My pathology came back, the wide excision of my chest wall came back clean, no cancer, but cancer was in my lymph node in my armpit. I met with my surgeon today and she's having me in for a PET scan on Tuesday. Then Wednesday she's doing surgery to remove the rest of the lymph nodes in my armpit. She said I will have an "S" shaped scar, and a drain, and I will stay overnight in the hospital. Drain will stay in 1-2 weeks, and I will see a therapist so that I don't get lymphadema in my arm. And I've been officially upgraded to a stage III. You guys are so awesome and so far everything you've told me has been %100 right as far as what to expect.

Can someone please tell me what to expect with the PET scan? I've been told I'll have an injection, then I'll have to drink something and stay in a dark room until the scan. How hard is it to drink the stuff? Is it chalk-like?

Can someone else tell me what the surgery to remove all the lymph nodes was like, including having the drain for a few weeks?
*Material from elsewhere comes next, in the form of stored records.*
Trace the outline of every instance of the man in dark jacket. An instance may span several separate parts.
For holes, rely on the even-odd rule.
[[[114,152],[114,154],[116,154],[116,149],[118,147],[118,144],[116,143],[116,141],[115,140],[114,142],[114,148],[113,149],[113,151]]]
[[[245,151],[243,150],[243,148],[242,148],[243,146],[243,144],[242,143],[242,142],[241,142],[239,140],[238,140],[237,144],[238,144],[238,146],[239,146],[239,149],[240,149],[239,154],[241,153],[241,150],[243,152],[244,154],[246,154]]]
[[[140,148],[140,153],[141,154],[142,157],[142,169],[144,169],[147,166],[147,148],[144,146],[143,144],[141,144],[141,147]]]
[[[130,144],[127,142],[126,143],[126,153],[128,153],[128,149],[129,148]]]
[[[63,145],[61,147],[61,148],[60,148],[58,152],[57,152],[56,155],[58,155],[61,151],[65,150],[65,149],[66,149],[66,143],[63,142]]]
I was talking to the surgeon today with my mom and she kept saying things like "Survival" in terms of "We don't know whether removing all the lymph nodes will affect your survival". It completely freaked my mom out, she didn't think things were that serious yet, and seeing her upset really upset me. Now my whole family is convinced I'm fighting for my life and that things are deadly serious.

Just hopiing for some info here, and maybe a hug or two. Been crying all day... so scared. Thanks guys... again, your are all so awesome. I even told both my surgeon and oncologist about this site.